Russia, a country that is different from the Netherlands. A country that has had a lot of influence in many places around the world in history. A country that I wanted to discover. In the winter. These are the circumstances in which people have to live for a large part of the year. With cold and without luxury. The Russia here in Kandalaksha isn’t rich. Many people have already left for the big cities in search of a better life. Years ago everything was arranged here. In communist times people didn’t have to think much. Everything revolved around work, in this way society was organized.
Your profession had a lot of influence on who you were, your family and where you lived.
Someone in Russia explained it to me. Imagine a zoo where everything is neatly organized. Where the system provides shelter and food. Lions with the lions. Foxes with the foxes. Elephants with the elephants. Everything neatly separated.

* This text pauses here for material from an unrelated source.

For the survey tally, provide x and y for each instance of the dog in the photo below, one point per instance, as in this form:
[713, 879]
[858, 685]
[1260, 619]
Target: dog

Until the moment the wall collapse.
Everyone can go anywhere. An organized world then has trouble keeping up. The lions eat the foxes, the elephants trample the lions, the clever fox takes advantage of the power of the elephant and so on. People who worked in the countryside and never had to worry about shelter and food suddenly had to start thinking about survival. About production processes, sales, trade to keep the head above water. This is extremely difficult for the elderly. The young people move to the city and create a better life. This doesn’t work for a lot of older workers who have had a certain role in society for generations. In my opinion there is a certain survival desire, something that is necessary to keep the head above water.

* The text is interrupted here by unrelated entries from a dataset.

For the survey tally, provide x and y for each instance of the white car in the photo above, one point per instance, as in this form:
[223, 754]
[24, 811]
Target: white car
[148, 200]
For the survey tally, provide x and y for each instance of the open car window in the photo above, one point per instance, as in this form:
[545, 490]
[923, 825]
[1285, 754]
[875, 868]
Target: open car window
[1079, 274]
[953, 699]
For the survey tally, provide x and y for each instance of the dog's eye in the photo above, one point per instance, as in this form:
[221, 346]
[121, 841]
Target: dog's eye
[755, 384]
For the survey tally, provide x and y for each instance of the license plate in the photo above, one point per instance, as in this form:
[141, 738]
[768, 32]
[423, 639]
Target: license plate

When, after days, I opened this bag on a hungry evening, I regretted it after the first bite. The taste was so intense and impossible to place. I hadn’t bought it for the content at all, I thought the packaging was so appealing to Russia.
I encountered so many monuments during cycling that commemorate the Second World War. Not surprising because we have that in the Netherlands too. In Russia it felt different. They radiated pride. In Murmansk, a towering stone soldier watches over the city. It makes people proud, proud because the monument gives the feeling that Russia is invincible.
Respect is something I feel everywhere here but really different from what I grew up with. Respect for authority. Respect for certain habits, jobs, functions and people. As a cyclist, that sometimes works to my disadvantage. I’m not taken seriously in traffic. A bicycle has no status. A road is in fact meant for cars and especially in the winter you don’t see any cyclists. My motive is already difficult for many to understand in our cycling country, let alone here in Russia.
A few years ago a Korean woman, Jo, who has been cycling the world for years, was hit by a car in the north of Russia. In winter. She never had an excuse from the driver, who was annoyed. Jo didn’t belong there, according to him. Jo left Russia a week later angrily. I think this is interesting. People have a motive and respect is always there, it doesn’t matter whether this has been indoctrinated by the government or naturally from people. This driver respects the fact that a motorway is for cars and you don’t risk your life to go there on a bike. Or respect for authority where admitting and apologies for him are an exposure to penalty. Jo wanted an apologize, a small sympathy was enough for her, but she didn’t get it. I see TVs everywhere with the Olympic games on them. Athletes are respected people here. Jo is also an athlete and should receive the same respect. Here Jo is for many someone who isn’t entirely wise and endangers herself and other drivers. This feels cold and even scary at first.
I wanted to go to Russia for this reason.
I respect a culture, even though it is strange and incomprehensible to people here what I’m doing. Circumstances, society, government, it makes a country what it is. Russians are hard but strong. I respect what I encounter here. What I see. Life here. It challenges me.
It really teaches me how to survive.